Dziurawiec zaleca się jednak osobom z problemami dróg żółciowych i żołądka oraz pacjentom, u których praca wątroby jest osłabiona. Dziurawiec łagodzi wzdęcia i biegunkę. Wspomaga apetyt, usuwa zgagę i zwiększa wydzielanie soku żołądkowego. Zawarte w dziurawcu flawonoidy mają działanie moczopędne, dlatego poleca się go we wszystkich rodzajach kamic (m.in. kamicy nerkowej) oraz skazie moczanowej.

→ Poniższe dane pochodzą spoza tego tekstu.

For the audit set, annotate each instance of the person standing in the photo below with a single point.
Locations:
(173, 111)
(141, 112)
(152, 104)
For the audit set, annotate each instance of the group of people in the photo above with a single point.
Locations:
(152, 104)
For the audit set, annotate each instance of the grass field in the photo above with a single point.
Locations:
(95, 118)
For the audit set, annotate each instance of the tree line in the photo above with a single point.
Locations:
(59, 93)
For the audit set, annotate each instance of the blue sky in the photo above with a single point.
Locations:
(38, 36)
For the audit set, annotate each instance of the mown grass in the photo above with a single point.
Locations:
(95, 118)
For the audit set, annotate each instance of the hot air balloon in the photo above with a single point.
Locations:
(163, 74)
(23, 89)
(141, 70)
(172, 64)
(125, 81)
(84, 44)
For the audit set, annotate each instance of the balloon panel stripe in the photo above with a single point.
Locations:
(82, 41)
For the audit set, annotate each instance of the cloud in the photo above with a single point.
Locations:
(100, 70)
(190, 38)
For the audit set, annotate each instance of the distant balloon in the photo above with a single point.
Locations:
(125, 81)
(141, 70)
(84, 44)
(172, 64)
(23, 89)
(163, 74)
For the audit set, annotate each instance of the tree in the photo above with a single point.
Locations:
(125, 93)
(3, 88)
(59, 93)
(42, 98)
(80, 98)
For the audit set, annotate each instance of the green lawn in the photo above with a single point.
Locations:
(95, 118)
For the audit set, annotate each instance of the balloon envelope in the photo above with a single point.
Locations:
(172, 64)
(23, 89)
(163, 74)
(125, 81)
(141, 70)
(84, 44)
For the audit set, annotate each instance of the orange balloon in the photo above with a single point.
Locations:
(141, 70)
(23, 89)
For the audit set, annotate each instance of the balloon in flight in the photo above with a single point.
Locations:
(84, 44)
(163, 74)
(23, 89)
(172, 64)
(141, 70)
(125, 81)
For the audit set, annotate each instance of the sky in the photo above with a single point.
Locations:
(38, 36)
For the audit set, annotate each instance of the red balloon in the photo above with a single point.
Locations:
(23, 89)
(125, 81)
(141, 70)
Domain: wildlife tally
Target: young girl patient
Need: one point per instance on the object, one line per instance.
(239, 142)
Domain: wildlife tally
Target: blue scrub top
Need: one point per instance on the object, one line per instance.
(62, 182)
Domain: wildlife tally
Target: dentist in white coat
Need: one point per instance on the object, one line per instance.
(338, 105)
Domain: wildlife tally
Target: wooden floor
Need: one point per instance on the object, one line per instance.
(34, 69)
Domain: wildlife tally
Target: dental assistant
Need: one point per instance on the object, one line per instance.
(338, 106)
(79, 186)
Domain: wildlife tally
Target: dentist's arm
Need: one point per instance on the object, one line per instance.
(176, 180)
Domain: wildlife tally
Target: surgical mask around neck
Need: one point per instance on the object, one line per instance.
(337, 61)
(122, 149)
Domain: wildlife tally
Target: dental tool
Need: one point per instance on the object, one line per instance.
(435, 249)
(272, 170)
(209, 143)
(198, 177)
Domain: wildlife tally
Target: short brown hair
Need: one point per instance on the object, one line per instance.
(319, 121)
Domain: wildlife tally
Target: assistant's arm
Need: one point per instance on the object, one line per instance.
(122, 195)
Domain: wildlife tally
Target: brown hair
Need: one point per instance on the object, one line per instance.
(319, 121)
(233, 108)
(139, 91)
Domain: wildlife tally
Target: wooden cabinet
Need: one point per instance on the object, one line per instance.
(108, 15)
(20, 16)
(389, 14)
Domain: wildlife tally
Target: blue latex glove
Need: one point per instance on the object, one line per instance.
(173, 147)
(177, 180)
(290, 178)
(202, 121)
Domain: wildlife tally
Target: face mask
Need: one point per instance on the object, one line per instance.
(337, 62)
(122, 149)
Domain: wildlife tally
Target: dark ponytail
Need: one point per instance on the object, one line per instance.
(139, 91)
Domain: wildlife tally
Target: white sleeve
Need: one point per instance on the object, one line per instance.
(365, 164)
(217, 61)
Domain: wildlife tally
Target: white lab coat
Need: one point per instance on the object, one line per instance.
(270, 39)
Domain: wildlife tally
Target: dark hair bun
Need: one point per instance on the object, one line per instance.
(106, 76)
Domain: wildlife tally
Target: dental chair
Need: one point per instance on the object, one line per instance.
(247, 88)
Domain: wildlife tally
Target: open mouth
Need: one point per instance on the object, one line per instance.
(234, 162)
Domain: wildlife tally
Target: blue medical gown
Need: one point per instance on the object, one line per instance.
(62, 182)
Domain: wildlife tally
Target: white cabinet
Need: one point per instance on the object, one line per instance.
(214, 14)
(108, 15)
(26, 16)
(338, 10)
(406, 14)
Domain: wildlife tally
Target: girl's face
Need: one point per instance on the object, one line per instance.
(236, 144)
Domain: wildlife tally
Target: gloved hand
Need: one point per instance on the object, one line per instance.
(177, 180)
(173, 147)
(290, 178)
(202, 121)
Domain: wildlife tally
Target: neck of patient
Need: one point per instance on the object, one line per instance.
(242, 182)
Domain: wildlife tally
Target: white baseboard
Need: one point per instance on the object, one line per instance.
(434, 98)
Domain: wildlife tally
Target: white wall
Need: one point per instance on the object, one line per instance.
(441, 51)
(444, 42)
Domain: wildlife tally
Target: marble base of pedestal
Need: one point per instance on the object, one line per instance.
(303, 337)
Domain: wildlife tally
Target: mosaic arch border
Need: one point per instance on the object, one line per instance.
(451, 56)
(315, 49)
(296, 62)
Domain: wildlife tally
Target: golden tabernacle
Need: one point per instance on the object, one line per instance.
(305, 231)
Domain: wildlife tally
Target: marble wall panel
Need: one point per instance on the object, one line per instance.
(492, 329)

Z kolei aromatyczny i obecny w wielu potrawach tymianek ma w odpowiednich ilościach działanie przeciwbakteryjne i wykrztuśne. Wspomaga pracę układu oddechowego i łagodzi infekcje gardła. Stosuje się go także w leczeniu nieżytu żołądka i dolegliwościach wątrobowych. Przyjmowany za długo i w zbyt dużych ilościach tymianek może jednak powodować bóle głowy. Zawiera także olejek eteryczny o nazwie tymol – jego nadmiar w organizmie może uszkodzić narządy (m.in. nerki i wątrobę), a gdyby został użyty w nadmiarze, mógłby nawet doprowadzić do zgonu!


O tym warto pamiętać!

  • Jeśli cierpisz na chorobę przewlekłą albo przyjmujesz leki, koniecznie skonsultuj się z lekarzem, nim sięgniesz po zioła.
  • Bezwzględnie zaprzestań stosowania ziół przed planowanym zabiegiem operacyjnym. Dla przykładu czosnek, miłorząb i żeń-szeń rozrzedzają krew, co zwiększa ryzyko krwawienia. Dziurawiec z kolei może przyczyniać się do zakrzepów, a waleriana – przedłużać działanie narkozy.
  • Jeśli masz skłonności do alergii, unikaj mieszanek ziołowych z kwiatami, kwiatostanami i koszyczkami (np. rumianku czy mięty).
  • Nie kupuj mieszanek ziołowych niewiadomego pochodzenia. Upewnij się, że na opakowaniu podano skład mieszanki, datę przydatności i nazwę producenta oraz sprecyzowano, z jakiej części rośliny sporządzono susz. Jeśli chcesz mieć pewność co do jakości i bezpieczeństwa ziół, najlepiej zaopatruj się w nie w aptece.